When the Best project was announced last year, the prominent climate sceptic blogger Anthony Watts was consulted on the methodology. He stated at the time: “I’m prepared to accept whatever result they produce, even if it proves my premise wrong.” However, tensions have since arisen between Watts and Muller.

Early indications suggest that climate sceptics are unlikely to fully accept Best’s latest results. Prof Judith Curry, a climatologist at the Georgia Institute of Technology who runs a blog popular with climate sceptics and who is a consulting member of the Best team, told the Guardian that the method used to attribute the warming to human emissions was “way over-simplistic and not at all convincing in my opinion”.

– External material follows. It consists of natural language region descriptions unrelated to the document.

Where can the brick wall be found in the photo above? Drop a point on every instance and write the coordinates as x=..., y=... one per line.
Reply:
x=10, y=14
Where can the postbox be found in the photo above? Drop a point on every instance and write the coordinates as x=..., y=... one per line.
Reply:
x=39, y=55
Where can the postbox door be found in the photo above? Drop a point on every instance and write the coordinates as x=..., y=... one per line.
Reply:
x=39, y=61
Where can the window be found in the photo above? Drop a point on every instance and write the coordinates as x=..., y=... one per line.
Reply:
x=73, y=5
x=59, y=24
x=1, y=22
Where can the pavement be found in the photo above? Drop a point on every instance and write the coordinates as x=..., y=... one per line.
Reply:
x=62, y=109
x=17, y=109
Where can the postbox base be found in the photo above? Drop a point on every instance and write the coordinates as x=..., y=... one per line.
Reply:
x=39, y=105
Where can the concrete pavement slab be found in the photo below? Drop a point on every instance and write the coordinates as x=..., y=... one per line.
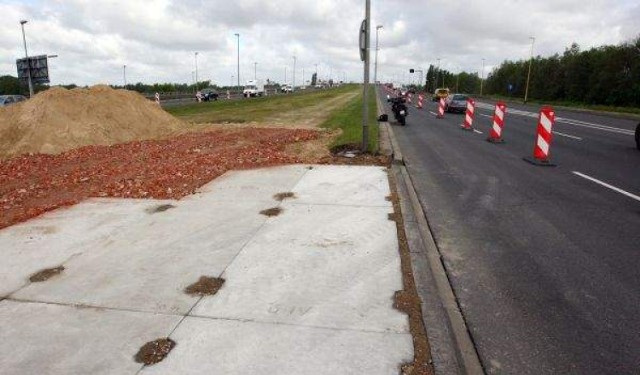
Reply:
x=57, y=236
x=37, y=338
x=147, y=266
x=341, y=273
x=211, y=346
x=344, y=185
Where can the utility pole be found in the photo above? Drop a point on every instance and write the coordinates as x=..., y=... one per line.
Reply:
x=365, y=106
x=375, y=69
x=526, y=91
x=26, y=55
x=196, y=58
x=238, y=36
x=482, y=77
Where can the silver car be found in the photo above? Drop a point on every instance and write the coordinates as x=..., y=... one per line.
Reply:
x=6, y=100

Something tells me this blog’s favorite climate skeptic is not convinced, either.  Because, you know, all us crazy liberals just really want to pretend that the planet is warming up so that we have more of an excuse of telling people what to do.  That makes a lot more sense than any kind of concern about a global environmental catastrophe.

Photo of the day

Well, as I am a complete Olympics junkie, you can expect a theme on photos for the next couple weeks.  Big Picture has a nice set from the Opening Ceremonies.  I’m not generally a big fan of these ceremonies, but they typically do make for some pretty stunning images:

Fireworks explode over the Olympic Stadium during the opening ceremony of the London 2012 Olympic Games. (Pawel Kopczynski/Reuters)

 

Guns and freedom

Really interesting piece in the Atlantic about Japan’s gun culture–  basically the mirror opposite of ours:

But what about the country at the other end of the spectrum? What is the role of guns in Japan, the developed world’s least firearm-filled nation and perhaps its strictest controller? In 2008, the U.S. had over 12 thousand firearm-related homicides. All of Japan experienced only 11, fewer than were killed at the Aurora shooting alone. And that was a big year: 2006 saw an astounding two, and when that number jumped to 22 in 2007, it became a national scandal. By comparison, also in 2008, 587 Americans were killed just by guns that had discharged accidentally…

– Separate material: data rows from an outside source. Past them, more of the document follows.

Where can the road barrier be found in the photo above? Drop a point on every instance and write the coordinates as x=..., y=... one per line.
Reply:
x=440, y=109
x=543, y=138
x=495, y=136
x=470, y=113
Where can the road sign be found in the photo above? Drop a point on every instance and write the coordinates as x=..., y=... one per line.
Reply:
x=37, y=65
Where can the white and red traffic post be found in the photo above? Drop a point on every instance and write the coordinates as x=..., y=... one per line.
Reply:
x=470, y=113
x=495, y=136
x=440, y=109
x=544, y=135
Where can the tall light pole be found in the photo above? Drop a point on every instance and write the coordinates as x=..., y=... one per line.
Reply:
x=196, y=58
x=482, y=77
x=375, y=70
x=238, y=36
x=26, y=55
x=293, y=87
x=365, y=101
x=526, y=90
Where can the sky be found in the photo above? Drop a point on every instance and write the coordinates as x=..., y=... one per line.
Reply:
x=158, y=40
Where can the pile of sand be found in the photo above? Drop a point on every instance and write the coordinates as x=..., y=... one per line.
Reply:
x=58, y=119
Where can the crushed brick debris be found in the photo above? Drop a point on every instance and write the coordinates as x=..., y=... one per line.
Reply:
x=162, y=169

Even the most basic framework of Japan’s approach to gun ownership is almost the polar opposite of America’s. U.S. gun law begins with the second amendment’s affirmation of the “right of the people to keep and bear arms” and narrows it down from there. Japanese law, however, starts with the 1958 act stating that “No person shall possess a firearm or firearms or a sword or swords,” later adding a few exceptions. In other words, American law is designed to enshrine access to guns, while Japan starts with the premise of forbidding it. The history of that is complicated, but it’s worth noting that U.S. gun law has its roots in resistance to British gun restrictions, whereas some academic literature links the Japanese law to the national campaign to forcibly disarm the samurai, which may partially explain why the 1958 mentions firearms and swords side-by-side.

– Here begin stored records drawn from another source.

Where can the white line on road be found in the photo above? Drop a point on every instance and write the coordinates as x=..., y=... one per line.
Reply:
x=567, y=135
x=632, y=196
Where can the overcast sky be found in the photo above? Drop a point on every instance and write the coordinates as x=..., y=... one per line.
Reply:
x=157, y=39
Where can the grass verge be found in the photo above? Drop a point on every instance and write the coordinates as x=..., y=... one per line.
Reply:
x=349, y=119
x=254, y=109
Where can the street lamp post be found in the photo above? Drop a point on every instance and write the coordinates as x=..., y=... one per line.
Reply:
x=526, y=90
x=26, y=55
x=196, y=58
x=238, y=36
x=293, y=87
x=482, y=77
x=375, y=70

As the article points out, there are, of course, vast cultural and historical differences between our nations.  But it certainly is interesting to see the opposite extreme in a country in which I don’t think any serious person would argue does not have “freedom.”  Maybe guns were important to freedom in the brand new USA (though, certainly a highly debatle point),  but most definitely not in the modern world.  Love this little anecdote/factoid at the end of the piece:

After all, the U.S. constitution’s second amendment is intended in part to maintain “the security of a free State” by ensuring that the government doesn’t have a monopoly on force. Though it’s worth considering another police state here: Tunisia, which had the lowest firearm ownership rate in the world (one gun per thousand citizens, compared to America’s 890) when its people toppled a brutal, 24-year dictatorship and sparked the Arab Spring.

In contrast, I recall reading that Iraq under Saddam Hussein had very high rates of civilian gun ownership.  In short?  Guns and freedom– not really all that much of a relationship going on there.   Love your guns, sure, but let’s not pretend that somehow freedom is at stake in the matter.